Maggie has become thick around the middle. Having grown up wearing a girdle, I recognize the smooth line that Maggie’s girdles create in her period costumes. She has helped me relax into the inevitable, stop thinking about liposuction, and tone down the self-punishment for not doing a hundred pushups. Fighting nature is exhausting. My softened, broadened tummy is the flag of over-70. People do not expect me to be gorgeous any more (lol, as if I ever was), just respectful of myself.
Being over 70 has its good side. When you forget things, people forgive you.

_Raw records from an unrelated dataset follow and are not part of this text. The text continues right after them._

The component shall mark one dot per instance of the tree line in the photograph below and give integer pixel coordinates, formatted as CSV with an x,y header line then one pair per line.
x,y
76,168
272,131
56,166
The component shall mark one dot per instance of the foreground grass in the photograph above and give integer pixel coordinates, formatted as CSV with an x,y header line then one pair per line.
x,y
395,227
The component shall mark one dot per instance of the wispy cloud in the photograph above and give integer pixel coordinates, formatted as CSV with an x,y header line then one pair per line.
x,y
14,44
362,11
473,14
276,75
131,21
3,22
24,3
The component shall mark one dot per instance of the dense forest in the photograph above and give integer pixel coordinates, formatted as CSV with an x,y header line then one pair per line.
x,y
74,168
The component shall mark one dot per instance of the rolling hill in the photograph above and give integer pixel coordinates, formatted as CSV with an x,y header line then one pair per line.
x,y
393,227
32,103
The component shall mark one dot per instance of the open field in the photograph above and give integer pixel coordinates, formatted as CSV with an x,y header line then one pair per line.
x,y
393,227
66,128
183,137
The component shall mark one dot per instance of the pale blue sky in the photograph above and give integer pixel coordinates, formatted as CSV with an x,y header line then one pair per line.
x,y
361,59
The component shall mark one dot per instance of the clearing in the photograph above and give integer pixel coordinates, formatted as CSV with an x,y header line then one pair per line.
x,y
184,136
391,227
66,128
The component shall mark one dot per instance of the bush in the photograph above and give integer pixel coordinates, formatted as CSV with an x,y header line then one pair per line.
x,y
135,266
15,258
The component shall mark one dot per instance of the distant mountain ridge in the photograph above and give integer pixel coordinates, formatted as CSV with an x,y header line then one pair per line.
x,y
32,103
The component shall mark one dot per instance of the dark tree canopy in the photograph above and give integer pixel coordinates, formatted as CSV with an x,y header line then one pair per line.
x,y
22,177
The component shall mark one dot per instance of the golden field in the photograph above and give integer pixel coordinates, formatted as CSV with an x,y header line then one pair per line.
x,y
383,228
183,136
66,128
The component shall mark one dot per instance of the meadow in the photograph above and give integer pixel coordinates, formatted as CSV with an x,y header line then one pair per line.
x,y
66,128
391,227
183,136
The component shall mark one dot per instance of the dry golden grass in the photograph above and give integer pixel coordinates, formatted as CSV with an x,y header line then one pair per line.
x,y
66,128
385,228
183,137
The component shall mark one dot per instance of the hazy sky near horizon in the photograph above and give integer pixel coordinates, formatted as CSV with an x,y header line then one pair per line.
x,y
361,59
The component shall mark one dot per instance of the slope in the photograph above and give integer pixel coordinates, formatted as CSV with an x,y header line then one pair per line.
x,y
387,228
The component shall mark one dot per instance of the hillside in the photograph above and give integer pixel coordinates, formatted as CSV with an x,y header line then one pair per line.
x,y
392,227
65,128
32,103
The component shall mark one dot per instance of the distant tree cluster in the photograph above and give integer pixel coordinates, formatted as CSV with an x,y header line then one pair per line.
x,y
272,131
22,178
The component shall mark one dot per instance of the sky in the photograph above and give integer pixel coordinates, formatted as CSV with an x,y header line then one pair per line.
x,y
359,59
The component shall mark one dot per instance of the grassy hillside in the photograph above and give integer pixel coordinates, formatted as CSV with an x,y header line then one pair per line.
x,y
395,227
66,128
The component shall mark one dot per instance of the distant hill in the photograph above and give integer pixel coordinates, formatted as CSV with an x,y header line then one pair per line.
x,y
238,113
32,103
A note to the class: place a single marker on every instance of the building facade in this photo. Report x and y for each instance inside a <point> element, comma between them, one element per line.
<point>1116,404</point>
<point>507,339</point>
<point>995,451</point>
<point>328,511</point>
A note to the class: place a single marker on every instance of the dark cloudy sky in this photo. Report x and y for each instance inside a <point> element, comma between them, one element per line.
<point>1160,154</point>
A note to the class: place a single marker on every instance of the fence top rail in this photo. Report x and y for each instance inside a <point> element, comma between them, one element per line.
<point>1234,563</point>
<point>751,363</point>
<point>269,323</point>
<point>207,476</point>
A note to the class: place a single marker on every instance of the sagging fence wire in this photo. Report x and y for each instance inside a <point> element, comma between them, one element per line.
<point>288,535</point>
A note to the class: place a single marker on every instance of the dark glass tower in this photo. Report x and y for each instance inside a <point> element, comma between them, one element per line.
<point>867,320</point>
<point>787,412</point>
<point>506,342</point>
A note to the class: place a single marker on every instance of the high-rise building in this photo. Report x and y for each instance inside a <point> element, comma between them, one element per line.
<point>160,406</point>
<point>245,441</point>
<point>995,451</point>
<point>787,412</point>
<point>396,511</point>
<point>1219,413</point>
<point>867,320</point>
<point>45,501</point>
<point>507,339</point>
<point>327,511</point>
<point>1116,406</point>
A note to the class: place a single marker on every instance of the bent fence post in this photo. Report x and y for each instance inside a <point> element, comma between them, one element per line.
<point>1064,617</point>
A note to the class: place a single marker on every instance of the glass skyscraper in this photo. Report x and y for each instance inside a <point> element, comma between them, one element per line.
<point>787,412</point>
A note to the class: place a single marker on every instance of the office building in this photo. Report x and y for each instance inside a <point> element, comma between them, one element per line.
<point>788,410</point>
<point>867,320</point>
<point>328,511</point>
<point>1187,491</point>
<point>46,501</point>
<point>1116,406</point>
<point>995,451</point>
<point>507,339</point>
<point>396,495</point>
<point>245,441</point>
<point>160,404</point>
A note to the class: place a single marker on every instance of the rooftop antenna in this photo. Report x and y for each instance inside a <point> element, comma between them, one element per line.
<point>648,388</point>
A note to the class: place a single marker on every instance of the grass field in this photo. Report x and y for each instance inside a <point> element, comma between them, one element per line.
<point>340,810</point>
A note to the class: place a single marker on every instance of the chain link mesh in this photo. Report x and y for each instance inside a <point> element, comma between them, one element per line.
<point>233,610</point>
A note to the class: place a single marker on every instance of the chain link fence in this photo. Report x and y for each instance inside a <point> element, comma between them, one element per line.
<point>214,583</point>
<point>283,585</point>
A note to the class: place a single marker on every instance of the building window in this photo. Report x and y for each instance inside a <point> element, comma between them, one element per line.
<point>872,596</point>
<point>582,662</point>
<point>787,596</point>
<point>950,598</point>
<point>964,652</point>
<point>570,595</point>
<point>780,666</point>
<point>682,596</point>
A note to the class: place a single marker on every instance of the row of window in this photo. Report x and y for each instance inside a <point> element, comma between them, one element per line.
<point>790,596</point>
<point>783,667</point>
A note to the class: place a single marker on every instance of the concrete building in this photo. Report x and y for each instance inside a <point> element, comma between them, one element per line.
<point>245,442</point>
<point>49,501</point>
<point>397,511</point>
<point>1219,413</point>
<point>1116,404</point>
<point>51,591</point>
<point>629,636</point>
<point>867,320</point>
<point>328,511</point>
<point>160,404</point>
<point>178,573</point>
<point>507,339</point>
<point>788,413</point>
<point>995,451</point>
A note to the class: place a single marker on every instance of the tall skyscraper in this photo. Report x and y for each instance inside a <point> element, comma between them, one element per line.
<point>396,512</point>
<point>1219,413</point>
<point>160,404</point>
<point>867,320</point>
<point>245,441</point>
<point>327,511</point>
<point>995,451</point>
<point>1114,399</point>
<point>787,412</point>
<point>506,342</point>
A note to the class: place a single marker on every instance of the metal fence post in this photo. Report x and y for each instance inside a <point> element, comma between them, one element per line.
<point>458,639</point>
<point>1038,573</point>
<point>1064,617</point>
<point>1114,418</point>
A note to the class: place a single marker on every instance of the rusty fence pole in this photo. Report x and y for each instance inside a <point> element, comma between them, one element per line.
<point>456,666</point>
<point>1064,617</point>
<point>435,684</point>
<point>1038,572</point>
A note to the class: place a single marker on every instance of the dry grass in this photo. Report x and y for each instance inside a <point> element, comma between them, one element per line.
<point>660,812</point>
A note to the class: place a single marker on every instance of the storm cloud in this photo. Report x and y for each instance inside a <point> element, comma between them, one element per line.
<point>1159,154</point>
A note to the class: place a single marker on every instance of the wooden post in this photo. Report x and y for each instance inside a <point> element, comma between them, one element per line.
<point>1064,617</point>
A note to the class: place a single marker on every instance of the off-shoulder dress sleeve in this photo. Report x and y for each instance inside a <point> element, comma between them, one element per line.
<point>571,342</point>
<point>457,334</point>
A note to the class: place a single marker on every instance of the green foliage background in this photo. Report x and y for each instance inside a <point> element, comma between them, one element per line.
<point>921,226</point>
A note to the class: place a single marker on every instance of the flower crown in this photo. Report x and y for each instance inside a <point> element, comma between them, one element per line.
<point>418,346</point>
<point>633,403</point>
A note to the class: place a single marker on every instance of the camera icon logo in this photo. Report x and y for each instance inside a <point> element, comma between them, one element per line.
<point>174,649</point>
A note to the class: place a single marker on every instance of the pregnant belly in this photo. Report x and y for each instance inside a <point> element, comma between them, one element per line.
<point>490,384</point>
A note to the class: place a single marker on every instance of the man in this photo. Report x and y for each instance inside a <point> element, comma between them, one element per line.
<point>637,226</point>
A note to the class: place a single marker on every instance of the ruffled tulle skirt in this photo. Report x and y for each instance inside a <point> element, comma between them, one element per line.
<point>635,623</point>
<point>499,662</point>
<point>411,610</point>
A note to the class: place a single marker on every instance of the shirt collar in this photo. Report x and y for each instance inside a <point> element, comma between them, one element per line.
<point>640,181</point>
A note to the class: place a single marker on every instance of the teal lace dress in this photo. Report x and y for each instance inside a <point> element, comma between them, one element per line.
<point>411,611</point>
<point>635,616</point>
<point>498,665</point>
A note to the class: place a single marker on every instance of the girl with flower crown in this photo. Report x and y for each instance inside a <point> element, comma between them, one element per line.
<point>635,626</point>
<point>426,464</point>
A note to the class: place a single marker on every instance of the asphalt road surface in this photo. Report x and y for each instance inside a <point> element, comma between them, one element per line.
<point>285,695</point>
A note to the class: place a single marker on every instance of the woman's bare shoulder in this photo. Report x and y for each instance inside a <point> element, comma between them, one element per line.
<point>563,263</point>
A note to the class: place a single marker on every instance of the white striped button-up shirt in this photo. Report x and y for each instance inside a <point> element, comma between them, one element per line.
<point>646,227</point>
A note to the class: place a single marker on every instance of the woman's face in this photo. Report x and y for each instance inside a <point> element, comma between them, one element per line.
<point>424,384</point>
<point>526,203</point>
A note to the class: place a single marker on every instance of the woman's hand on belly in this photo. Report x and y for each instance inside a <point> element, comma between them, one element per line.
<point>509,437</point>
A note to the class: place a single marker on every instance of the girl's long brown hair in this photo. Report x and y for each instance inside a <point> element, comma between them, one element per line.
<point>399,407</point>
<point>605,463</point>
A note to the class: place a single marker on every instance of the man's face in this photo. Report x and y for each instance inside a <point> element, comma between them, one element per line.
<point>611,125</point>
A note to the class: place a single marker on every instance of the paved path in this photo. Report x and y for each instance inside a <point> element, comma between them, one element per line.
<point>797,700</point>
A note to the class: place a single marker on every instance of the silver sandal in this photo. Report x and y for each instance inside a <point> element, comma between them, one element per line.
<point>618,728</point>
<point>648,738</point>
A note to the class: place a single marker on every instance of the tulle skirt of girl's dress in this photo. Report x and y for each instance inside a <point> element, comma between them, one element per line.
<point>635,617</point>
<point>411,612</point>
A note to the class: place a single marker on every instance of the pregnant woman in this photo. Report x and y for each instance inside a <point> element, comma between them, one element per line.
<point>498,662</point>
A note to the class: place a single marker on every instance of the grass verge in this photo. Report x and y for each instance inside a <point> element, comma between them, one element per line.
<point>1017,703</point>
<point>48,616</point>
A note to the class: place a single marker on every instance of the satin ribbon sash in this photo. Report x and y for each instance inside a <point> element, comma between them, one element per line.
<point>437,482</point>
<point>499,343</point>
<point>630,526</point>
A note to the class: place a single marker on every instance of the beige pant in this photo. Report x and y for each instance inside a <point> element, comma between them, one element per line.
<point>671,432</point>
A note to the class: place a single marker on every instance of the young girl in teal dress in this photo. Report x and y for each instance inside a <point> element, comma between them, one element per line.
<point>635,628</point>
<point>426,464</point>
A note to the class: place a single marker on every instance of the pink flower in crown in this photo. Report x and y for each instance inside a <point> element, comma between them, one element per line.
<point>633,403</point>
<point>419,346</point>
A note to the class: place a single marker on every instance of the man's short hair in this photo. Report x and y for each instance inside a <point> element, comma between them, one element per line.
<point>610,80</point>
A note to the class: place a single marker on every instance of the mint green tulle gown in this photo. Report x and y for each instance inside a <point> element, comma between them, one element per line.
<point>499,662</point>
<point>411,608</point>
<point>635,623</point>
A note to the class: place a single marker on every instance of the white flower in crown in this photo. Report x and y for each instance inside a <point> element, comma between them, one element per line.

When you opine on stuff, they listen. They open doors and smile at you. I don’t know if this holds true for a disabled or dottering 70-year-old. I may find out some day. All I know is when my husband and I went into the city after I broke my foot, the waiters and other diners bent over backwards to make way for the old lady on crutches.  The staffperson in the theatre, a man, turned his head away and swept his other arm back to open the ladies room door for me. I smiled, but wanted to laugh out loud; he was so touchingly unafraid to embrace his inner gentleman in the presence of a vintage dame.
Hail the defiant Maggie, visibly absorbing the insults of age and throwing them back in our face with a performance that has enchanted millions. By 70, we have polished our skills.